While terms like ‘vulnerable’, ‘marginalised’ and ‘disadvantaged’ are commonly used to describe hard-to-reach populations, these terms are often ill-defined and contested.3,6 Vulnerability is not a static construct: its definition depends on context and perspective. From a research governance perspective (i.e. research ethics), vulnerability is equated with risk – risk to the vulnerable individual and risk to the organisation.7,9 This focus on managing risk creates its own set of challenges, including significant barriers that ultimately exclude certain cohorts of people from research.

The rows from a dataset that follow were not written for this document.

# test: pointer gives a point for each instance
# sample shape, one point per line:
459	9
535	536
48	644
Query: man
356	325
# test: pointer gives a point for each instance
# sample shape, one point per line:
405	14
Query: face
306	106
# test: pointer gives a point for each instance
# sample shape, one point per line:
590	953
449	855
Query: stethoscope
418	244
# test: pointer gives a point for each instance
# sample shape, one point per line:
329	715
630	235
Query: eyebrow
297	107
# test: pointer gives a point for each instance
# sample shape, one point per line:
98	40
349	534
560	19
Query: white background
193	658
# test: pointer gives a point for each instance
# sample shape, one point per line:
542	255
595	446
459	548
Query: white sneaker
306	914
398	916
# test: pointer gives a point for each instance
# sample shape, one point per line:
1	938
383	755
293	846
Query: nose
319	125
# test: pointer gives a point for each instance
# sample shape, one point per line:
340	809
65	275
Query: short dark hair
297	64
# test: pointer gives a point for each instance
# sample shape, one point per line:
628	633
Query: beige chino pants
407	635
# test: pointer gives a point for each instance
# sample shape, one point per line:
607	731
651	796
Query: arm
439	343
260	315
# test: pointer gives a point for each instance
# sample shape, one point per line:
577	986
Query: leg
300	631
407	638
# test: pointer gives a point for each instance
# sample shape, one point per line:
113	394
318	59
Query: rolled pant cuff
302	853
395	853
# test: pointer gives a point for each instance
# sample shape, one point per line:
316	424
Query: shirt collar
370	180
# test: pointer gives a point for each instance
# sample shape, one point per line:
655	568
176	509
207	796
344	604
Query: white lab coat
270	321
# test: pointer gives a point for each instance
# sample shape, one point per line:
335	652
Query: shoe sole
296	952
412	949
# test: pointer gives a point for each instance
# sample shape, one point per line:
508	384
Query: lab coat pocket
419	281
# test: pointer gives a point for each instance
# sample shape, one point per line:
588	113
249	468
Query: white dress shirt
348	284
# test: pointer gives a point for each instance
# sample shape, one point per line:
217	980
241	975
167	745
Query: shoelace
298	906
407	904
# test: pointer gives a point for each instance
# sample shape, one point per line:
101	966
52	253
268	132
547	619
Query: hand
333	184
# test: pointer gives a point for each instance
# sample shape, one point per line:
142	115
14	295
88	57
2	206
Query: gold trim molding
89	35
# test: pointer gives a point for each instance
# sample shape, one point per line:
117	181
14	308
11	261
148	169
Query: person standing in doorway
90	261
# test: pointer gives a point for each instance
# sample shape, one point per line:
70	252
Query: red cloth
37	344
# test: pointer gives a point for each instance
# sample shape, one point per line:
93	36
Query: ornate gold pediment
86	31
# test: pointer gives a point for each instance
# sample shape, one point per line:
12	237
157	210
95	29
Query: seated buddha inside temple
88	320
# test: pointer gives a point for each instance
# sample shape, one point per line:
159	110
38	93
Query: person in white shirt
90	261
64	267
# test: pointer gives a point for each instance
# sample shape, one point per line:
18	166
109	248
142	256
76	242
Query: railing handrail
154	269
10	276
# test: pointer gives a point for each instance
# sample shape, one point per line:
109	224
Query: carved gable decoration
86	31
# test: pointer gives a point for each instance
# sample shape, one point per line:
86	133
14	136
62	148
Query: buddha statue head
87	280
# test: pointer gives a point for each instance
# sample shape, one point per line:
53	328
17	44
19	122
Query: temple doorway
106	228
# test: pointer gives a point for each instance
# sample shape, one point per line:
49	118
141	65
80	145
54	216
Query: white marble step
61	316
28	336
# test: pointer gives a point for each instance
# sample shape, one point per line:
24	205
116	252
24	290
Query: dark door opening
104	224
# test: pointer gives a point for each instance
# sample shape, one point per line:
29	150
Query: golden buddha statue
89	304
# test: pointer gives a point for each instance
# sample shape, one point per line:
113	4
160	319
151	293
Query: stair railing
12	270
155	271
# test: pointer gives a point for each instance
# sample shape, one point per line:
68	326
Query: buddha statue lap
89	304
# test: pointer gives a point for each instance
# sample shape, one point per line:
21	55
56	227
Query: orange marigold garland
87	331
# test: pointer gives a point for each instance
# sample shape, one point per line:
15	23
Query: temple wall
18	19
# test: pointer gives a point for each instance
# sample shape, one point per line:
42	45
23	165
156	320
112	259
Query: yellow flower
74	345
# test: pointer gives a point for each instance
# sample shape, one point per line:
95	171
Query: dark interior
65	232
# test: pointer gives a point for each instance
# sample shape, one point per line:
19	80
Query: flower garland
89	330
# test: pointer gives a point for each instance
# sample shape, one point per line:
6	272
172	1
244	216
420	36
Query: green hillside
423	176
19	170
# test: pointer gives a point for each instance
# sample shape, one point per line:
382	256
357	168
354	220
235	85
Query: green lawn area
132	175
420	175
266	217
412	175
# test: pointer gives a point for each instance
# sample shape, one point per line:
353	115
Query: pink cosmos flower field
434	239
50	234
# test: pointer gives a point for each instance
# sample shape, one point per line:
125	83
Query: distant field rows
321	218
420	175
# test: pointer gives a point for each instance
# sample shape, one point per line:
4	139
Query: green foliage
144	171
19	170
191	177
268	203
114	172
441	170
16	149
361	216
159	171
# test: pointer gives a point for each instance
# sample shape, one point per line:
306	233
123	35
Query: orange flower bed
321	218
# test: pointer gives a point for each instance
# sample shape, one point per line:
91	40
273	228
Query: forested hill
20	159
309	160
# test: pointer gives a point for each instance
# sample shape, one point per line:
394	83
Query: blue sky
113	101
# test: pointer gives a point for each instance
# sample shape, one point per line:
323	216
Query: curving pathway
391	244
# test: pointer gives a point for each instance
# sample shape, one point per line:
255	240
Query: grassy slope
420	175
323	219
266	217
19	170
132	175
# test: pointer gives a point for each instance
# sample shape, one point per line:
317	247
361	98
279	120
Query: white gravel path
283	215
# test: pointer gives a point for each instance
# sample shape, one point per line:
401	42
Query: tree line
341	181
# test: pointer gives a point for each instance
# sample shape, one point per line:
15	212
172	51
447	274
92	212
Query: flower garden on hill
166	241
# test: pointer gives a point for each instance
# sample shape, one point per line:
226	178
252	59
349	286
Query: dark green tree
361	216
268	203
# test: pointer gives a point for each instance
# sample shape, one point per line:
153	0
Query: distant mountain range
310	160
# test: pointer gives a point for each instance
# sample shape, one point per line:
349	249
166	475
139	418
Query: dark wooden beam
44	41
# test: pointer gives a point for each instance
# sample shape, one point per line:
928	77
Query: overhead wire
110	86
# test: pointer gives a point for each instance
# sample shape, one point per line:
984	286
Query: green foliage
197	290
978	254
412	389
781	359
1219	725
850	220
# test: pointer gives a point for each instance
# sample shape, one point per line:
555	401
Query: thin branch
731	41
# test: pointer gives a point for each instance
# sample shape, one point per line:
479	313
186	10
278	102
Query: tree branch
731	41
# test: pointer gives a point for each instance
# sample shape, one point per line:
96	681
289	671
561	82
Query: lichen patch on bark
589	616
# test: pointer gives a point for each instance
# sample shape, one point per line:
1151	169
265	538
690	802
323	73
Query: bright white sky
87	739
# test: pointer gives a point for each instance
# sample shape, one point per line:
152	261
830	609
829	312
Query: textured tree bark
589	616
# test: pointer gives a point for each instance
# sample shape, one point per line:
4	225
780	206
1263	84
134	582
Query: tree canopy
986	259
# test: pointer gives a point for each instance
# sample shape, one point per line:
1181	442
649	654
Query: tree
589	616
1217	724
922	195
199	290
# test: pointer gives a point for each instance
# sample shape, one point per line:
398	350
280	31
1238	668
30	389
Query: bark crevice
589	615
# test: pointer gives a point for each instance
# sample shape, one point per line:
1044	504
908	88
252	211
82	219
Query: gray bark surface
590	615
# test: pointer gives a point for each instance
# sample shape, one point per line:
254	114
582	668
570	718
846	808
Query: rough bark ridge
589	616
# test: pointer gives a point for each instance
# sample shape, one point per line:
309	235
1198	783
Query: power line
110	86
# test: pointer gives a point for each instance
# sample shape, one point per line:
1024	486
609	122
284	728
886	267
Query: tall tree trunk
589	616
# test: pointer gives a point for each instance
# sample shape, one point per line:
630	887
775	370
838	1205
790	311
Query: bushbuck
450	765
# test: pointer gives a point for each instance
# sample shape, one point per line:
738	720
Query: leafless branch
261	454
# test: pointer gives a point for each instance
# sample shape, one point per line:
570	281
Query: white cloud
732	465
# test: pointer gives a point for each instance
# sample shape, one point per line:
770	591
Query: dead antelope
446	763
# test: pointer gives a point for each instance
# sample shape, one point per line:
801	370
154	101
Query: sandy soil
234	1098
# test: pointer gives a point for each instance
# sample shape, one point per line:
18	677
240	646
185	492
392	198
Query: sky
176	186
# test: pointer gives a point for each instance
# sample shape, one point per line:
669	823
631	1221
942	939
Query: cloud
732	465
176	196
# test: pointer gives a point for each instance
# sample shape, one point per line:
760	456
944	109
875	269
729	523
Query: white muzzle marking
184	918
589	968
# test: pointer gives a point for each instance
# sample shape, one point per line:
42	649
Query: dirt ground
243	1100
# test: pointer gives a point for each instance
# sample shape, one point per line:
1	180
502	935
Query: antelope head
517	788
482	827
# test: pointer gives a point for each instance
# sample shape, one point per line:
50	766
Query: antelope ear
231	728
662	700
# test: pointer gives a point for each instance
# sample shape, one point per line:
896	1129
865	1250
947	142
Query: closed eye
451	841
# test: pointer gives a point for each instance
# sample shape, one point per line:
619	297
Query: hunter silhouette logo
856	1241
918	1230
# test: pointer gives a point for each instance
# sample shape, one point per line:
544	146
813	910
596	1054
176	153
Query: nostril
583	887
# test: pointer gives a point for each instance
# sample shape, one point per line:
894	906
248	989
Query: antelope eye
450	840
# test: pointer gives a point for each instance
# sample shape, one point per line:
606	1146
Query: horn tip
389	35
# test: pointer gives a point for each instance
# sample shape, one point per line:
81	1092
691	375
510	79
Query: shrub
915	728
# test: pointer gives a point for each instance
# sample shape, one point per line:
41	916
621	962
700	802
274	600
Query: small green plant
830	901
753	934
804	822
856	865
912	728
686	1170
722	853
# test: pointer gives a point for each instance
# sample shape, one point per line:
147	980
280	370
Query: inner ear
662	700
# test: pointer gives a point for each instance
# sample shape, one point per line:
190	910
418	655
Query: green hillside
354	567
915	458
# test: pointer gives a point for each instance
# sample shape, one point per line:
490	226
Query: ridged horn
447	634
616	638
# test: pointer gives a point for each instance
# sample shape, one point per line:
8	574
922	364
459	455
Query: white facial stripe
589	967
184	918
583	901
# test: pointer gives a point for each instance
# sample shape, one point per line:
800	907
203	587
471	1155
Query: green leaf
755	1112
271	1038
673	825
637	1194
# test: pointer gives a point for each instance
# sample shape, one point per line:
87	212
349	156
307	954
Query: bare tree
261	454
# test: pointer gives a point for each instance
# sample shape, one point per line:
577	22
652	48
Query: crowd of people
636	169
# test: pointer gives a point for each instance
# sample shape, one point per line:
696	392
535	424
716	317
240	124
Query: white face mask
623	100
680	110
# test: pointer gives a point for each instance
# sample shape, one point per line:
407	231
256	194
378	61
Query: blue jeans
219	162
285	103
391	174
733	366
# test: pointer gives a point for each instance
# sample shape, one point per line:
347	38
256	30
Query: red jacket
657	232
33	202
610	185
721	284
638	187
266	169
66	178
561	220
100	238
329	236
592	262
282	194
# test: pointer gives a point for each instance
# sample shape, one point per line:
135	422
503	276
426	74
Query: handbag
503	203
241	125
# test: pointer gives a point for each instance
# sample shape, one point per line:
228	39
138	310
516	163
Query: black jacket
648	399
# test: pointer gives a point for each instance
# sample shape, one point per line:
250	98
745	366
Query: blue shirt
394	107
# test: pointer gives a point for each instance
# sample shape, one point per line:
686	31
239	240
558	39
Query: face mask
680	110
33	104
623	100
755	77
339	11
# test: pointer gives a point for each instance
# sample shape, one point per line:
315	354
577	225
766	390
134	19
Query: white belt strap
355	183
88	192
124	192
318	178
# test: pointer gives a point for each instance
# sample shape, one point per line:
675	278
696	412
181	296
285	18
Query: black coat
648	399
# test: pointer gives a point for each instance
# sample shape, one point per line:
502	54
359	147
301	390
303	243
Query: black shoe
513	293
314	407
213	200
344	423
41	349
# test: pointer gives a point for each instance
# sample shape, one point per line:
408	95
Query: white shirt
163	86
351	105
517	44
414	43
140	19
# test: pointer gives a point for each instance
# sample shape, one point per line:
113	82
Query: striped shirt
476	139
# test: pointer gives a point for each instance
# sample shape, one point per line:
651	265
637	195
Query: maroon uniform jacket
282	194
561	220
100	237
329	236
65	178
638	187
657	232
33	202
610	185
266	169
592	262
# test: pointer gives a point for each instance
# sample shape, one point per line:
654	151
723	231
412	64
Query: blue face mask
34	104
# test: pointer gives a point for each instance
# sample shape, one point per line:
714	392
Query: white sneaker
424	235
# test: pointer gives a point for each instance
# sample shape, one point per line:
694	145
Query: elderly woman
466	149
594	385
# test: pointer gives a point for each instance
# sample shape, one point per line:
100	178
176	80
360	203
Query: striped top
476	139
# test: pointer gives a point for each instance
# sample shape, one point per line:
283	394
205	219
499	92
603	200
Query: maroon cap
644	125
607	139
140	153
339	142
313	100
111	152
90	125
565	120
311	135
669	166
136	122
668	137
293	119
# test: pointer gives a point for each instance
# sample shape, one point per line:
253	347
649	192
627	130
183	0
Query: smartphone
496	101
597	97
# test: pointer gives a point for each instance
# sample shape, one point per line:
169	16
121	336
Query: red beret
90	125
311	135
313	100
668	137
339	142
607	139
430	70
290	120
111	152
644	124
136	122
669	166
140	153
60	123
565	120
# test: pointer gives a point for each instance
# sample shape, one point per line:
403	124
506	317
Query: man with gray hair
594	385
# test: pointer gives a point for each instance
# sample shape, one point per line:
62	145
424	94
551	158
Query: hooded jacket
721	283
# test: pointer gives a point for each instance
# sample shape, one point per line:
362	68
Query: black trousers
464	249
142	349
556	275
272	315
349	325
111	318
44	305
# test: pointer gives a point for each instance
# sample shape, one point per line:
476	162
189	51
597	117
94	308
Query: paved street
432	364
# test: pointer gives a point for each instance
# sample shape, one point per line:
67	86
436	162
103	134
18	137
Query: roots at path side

However, vulnerability – particularly when it is grounded in trauma – can coexist with risks that require management or control. For example, children and young people who have experienced maltreatment are considered highly vulnerable. These same children may exhibit challenging behaviours, including antisocial and criminal activity.10 Vulnerability can therefore elicit compassion and protection, but only when it conforms to certain stereotypes of what it means to be vulnerable.3

The attributions applied to vulnerable people may not reflect how people define themselves. The term ‘vulnerability’, for example, can connote weakness and frailty, or the need for protection. It can also be used to imply that vulnerable people lack the capacity for self-protection and personal agency.4,6,11 Similarly, the term ‘marginalised’ has connotations of personal responsibility or personal failure.12 However, marginalisation is a process of exclusion from the mainstream, driven by entrenched systemic and structural inequities.13

The language we use to describe research participants is important and has implications for participants’ willingness to engage with our research. It may not be that populations are ‘hard to reach’ but that our way of thinking about and doing research needs to be more flexible, creative and inclusive.8

Table 31.1 provides a non-exhaustive list of groups that are typically considered vulnerable and consequently hard to reach. It is important to note that many of the characteristics in the table are not mutually exclusive. In fact, it is the intersection of multiple individual characteristics with institutional barriers that render certain populations hidden and silenced.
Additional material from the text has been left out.